A high-severity security flaw has been disclosed within the One Id OneLogin Id and Entry Administration (IAM) resolution that, if efficiently exploited, might expose delicate OpenID Join (OIDC) utility consumer secrets and techniques beneath sure circumstances.
The vulnerability, tracked as CVE-2025-59363, has been assigned a CVSS rating of seven.7 out of 10.0. It has been described as a case of incorrect useful resource switch between spheres (CWE-669), which causes a program to cross security boundaries and acquire unauthorized entry to confidential knowledge or capabilities.
CVE-2025-59363 “allowed attackers with legitimate API credentials to enumerate and retrieve consumer secrets and techniques for all OIDC functions inside a company’s OneLogin tenant,” Clutch Safety mentioned in a report shared with The Hacker Information.
The id security mentioned the issue stems from the truth that the appliance itemizing endpoint – /api/2/apps – was configured to return extra knowledge than anticipated, together with the client_secret values within the API response alongside metadata associated to the apps in a OneLogin account.
The steps to drag off the assault are listed under –
- Attacker makes use of legitimate OneLogin API credentials (consumer ID and secret) to authenticate
- Request entry token
- Name the /api/2/apps endpoint to checklist all functions
- Parse the response to retrieve consumer secrets and techniques for all OIDC functions
- Use extracted consumer secrets and techniques to impersonate functions and entry built-in companies
Profitable exploitation of the flaw might enable an attacker with legitimate OneLogin API credentials to retrieve consumer secrets and techniques for all OIDC functions configured inside a OneLogin tenant. Armed with this entry, the menace actor might leverage the uncovered secret to impersonate customers and acquire entry to different functions, providing alternatives for lateral motion.

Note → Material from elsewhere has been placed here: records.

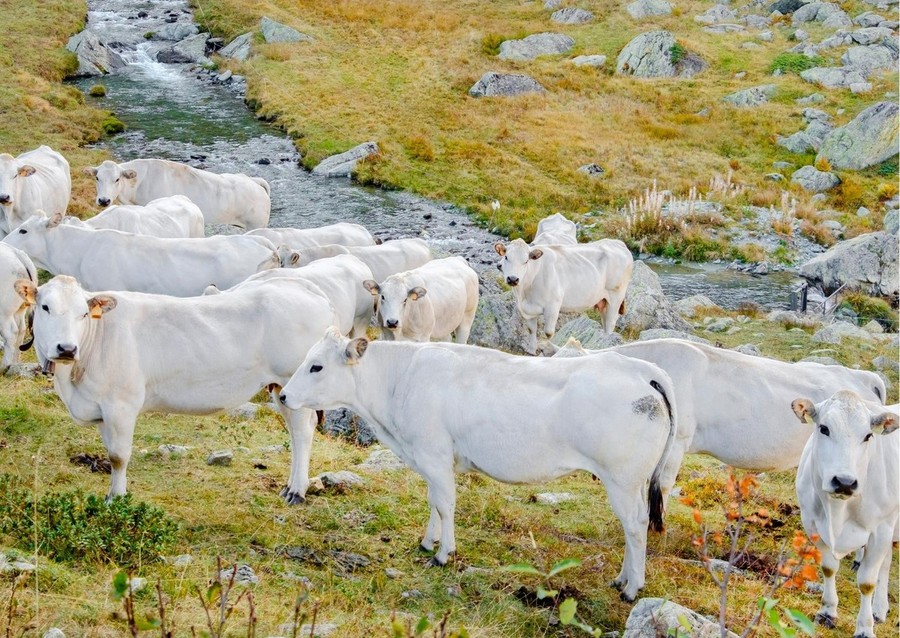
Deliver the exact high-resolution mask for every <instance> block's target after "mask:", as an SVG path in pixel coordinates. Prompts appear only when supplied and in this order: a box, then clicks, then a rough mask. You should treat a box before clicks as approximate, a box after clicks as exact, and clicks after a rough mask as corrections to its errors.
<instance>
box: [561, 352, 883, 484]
mask: <svg viewBox="0 0 900 638" xmlns="http://www.w3.org/2000/svg"><path fill="white" fill-rule="evenodd" d="M604 352H617V353H619V354H622V355H625V356H627V357H632V358H635V359H642V360H644V361H648V362H650V363H653V364H655V365H657V366H659V367H660V368H662V369H663V370H665V371H666V373H667V374H668V375H669V376H670V377H671V378H672V381H673V382H674V384H675V401H676V403H677V404H678V419H679V421H678V428H677V431H678V437H677V439H676V441H675V445H674V448H673V450H672V453H671V454H670V455H669V459H668V462H667V463H666V469H665V471H664V472H663V476H662V478H661V483H662V489H663V494H665V495H668V492H669V490H671V488H672V487H673V486H674V485H675V478H676V476H677V474H678V469H679V467H680V466H681V461H682V459H683V458H684V455H685V454H686V453H688V454H709V455H711V456H714V457H716V458H717V459H719V460H720V461H722V462H723V463H726V464H727V465H730V466H732V467H737V468H742V469H746V470H753V471H755V472H765V471H770V470H787V469H790V468H793V467H796V466H797V463H798V462H799V461H800V455H801V454H802V452H803V446H804V445H806V441H807V439H808V438H809V428H805V427H803V426H802V425H800V424H799V423H797V420H796V419H795V418H794V415H793V414H792V413H791V411H790V410H789V409H788V408H789V406H790V403H791V401H792V400H793V399H794V398H796V397H798V396H811V397H814V398H817V400H822V399H825V398H827V397H829V396H831V395H832V394H833V393H835V392H837V391H838V390H842V389H853V390H855V391H856V392H859V393H860V394H861V395H863V396H865V397H867V398H868V399H870V400H872V401H877V402H878V403H881V402H882V401H883V399H884V396H885V389H884V382H883V381H882V380H881V378H880V377H879V376H878V375H877V374H875V373H874V372H867V371H865V370H852V369H850V368H845V367H844V366H826V365H822V364H820V363H811V362H799V363H787V362H784V361H778V360H777V359H769V358H767V357H755V356H753V355H749V354H743V353H740V352H736V351H734V350H725V349H723V348H715V347H713V346H707V345H704V344H701V343H693V342H691V341H685V340H682V339H653V340H649V341H636V342H634V343H628V344H624V345H621V346H616V347H614V348H609V349H607V350H590V351H586V350H581V352H580V353H579V352H577V351H573V349H572V348H571V347H567V348H563V349H562V350H560V351H559V352H557V353H556V355H554V357H557V356H558V357H565V356H571V355H573V354H587V353H604Z"/></svg>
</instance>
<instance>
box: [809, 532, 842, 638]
mask: <svg viewBox="0 0 900 638" xmlns="http://www.w3.org/2000/svg"><path fill="white" fill-rule="evenodd" d="M816 545H817V546H818V548H819V551H821V552H822V576H823V581H824V583H823V588H822V606H821V607H820V608H819V611H818V613H816V619H815V620H816V622H817V623H819V624H820V625H822V626H824V627H828V628H829V629H833V628H834V627H835V625H836V624H837V571H838V567H840V565H841V562H840V561H839V560H838V559H837V558H836V557H835V555H834V554H832V553H831V548H830V547H828V546H827V545H825V544H824V543H822V542H821V541H819V542H818V543H816Z"/></svg>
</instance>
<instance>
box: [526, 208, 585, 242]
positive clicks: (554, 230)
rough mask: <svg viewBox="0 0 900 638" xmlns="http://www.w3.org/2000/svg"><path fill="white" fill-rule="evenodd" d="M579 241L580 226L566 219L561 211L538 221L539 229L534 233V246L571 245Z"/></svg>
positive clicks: (538, 226) (567, 219)
mask: <svg viewBox="0 0 900 638" xmlns="http://www.w3.org/2000/svg"><path fill="white" fill-rule="evenodd" d="M577 243H578V227H577V226H575V222H573V221H572V220H570V219H566V218H565V217H564V216H563V215H562V214H561V213H556V214H555V215H550V216H549V217H544V219H542V220H541V221H539V222H538V231H537V233H535V235H534V241H532V242H531V245H532V246H550V245H558V244H563V245H566V244H568V245H570V246H574V245H575V244H577Z"/></svg>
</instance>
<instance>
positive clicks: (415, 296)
mask: <svg viewBox="0 0 900 638" xmlns="http://www.w3.org/2000/svg"><path fill="white" fill-rule="evenodd" d="M427 292H428V291H427V290H425V289H424V288H422V286H416V287H415V288H412V289H411V290H410V291H409V292H408V293H406V296H407V297H409V298H410V299H412V300H413V301H418V300H419V299H421V298H422V297H424V296H425V293H427Z"/></svg>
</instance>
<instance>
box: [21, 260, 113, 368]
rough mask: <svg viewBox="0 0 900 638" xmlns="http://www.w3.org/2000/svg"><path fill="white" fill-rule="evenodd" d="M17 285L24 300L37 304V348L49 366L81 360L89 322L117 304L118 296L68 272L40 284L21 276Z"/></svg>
mask: <svg viewBox="0 0 900 638" xmlns="http://www.w3.org/2000/svg"><path fill="white" fill-rule="evenodd" d="M15 286H16V292H17V293H18V294H19V296H20V297H22V299H23V300H24V302H25V303H27V304H29V305H32V306H34V349H35V352H37V355H38V360H39V361H40V362H41V363H42V364H44V367H45V368H47V367H48V364H51V363H73V362H75V361H78V360H79V359H80V357H81V353H82V350H83V345H84V338H85V335H86V334H87V332H88V329H89V323H90V322H91V321H96V320H98V319H100V318H101V317H102V316H103V314H104V313H106V312H109V311H110V310H112V309H113V308H115V307H116V299H115V297H111V296H109V295H92V294H91V293H88V292H86V291H84V290H83V289H82V288H81V286H79V285H78V282H77V281H75V279H74V278H72V277H68V276H66V275H58V276H56V277H54V278H53V279H51V280H50V281H48V282H47V283H46V284H44V285H43V286H41V287H40V288H36V287H35V285H34V284H33V283H32V282H31V281H29V280H27V279H19V280H17V281H16V284H15Z"/></svg>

OneLogin’s role-based entry management (RBAC) grants API keys broad endpoint entry, that means the compromised credentials could possibly be used to entry delicate endpoints throughout your complete platform. Compounding issues additional is the shortage of IP handle allowlisting, because of which it is doable for attackers to take advantage of the flaw from wherever on the planet, Clutch famous.
Following accountable disclosure on July 18, 2025, the vulnerability was addressed in OneLogin 2025.3.0, which was launched final month by making OIDC client_secret values now not seen. There isn’t any proof that the difficulty was ever exploited within the wild.
“Id suppliers function the spine of enterprise security structure,” Clutch Safety mentioned. “Vulnerabilities in these methods can have cascading results throughout whole know-how stacks, making rigorous API security important.”